The Act broadly reflects the Trump administration’s tax and other priorities. It extends and makes permanent, with modifications in some cases, an assortment of tax law provisions enacted during Trump’s first term, as part of the Tax Cuts and Jobs Act of 2017 (the TCJA), that would otherwise have sunset after 2025. In general, in addition to other law changes, the Act extends expiring tax cuts enacted temporarily in the TCJA and may increase federal budget deficits compared to projections without the Act.
Perhaps most notably, the Act locks in the current tax rates and brackets for individual/non-corporate taxpayers, including a maximum rate of 37% on ordinary income that would otherwise have reset to 39.6% in 2026. Another feature relates to the deductibility of state and local taxes (SALT) by individuals. The pre-existing annual deduction limitation of $10,000 for married taxpayers filing joint returns, which was enacted in the TCJA, would have expired after 2025. The Act extends the limitation permanently, but with a reprieve in the form of a higher cap ($40,000 on joint returns, with certain adjustments and an income-based phase-out) for a five-year period through 2029.

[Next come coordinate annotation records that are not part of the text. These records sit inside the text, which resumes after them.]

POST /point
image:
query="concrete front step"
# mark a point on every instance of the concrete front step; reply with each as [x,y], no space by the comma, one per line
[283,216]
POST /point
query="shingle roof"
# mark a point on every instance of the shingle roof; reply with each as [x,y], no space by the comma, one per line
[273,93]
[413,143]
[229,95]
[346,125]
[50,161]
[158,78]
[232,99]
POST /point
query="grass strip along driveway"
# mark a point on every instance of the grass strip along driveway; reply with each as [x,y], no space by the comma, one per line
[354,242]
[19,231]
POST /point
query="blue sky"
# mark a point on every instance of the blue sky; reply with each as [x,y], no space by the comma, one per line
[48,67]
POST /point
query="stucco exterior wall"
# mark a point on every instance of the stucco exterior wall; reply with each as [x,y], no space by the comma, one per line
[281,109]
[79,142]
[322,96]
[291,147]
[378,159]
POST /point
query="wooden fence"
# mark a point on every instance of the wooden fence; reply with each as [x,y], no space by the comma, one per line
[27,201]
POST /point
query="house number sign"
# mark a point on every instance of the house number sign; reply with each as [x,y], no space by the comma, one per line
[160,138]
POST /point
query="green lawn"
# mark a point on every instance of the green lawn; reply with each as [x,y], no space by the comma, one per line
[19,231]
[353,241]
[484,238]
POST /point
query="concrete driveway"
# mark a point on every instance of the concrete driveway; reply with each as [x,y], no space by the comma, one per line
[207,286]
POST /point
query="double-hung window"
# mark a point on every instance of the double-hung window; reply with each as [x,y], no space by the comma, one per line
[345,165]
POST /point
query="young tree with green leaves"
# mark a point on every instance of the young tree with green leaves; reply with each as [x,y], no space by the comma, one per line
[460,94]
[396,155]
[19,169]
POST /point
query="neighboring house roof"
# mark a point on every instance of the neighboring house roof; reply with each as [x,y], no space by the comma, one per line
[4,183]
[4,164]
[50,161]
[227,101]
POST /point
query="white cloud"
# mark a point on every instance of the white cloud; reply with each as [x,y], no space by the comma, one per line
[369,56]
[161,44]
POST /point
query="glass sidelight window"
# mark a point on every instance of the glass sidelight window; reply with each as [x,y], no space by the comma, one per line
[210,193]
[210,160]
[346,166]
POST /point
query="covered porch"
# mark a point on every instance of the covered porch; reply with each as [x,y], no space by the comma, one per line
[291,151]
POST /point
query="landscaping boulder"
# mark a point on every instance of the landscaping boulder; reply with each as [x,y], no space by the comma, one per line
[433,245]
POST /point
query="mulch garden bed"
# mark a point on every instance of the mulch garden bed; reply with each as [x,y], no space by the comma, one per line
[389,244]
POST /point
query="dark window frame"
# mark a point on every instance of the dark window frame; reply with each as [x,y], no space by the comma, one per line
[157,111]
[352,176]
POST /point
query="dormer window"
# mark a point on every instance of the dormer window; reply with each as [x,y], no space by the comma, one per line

The Act also extends and modifies an array of business tax provisions highlighted below. Further, it makes noteworthy tax changes in the areas of international tax, not-for-profit organizations, estate and gift taxes, and tax credits and incentives, including an extension and expansion of opportunity zones, as well as a roll-back of numerous clean energy initiatives enacted during the Biden administration. While the tax title accounts for much of the Act, and this GT Advisory is focused on tax law, the Act includes other consequential items, including provisions relating to national defense, border enforcement, Medicaid funding and eligibility rules, and education policies, among other things, and an increase in the U.S. government’s authorized debt limit by $5 trillion.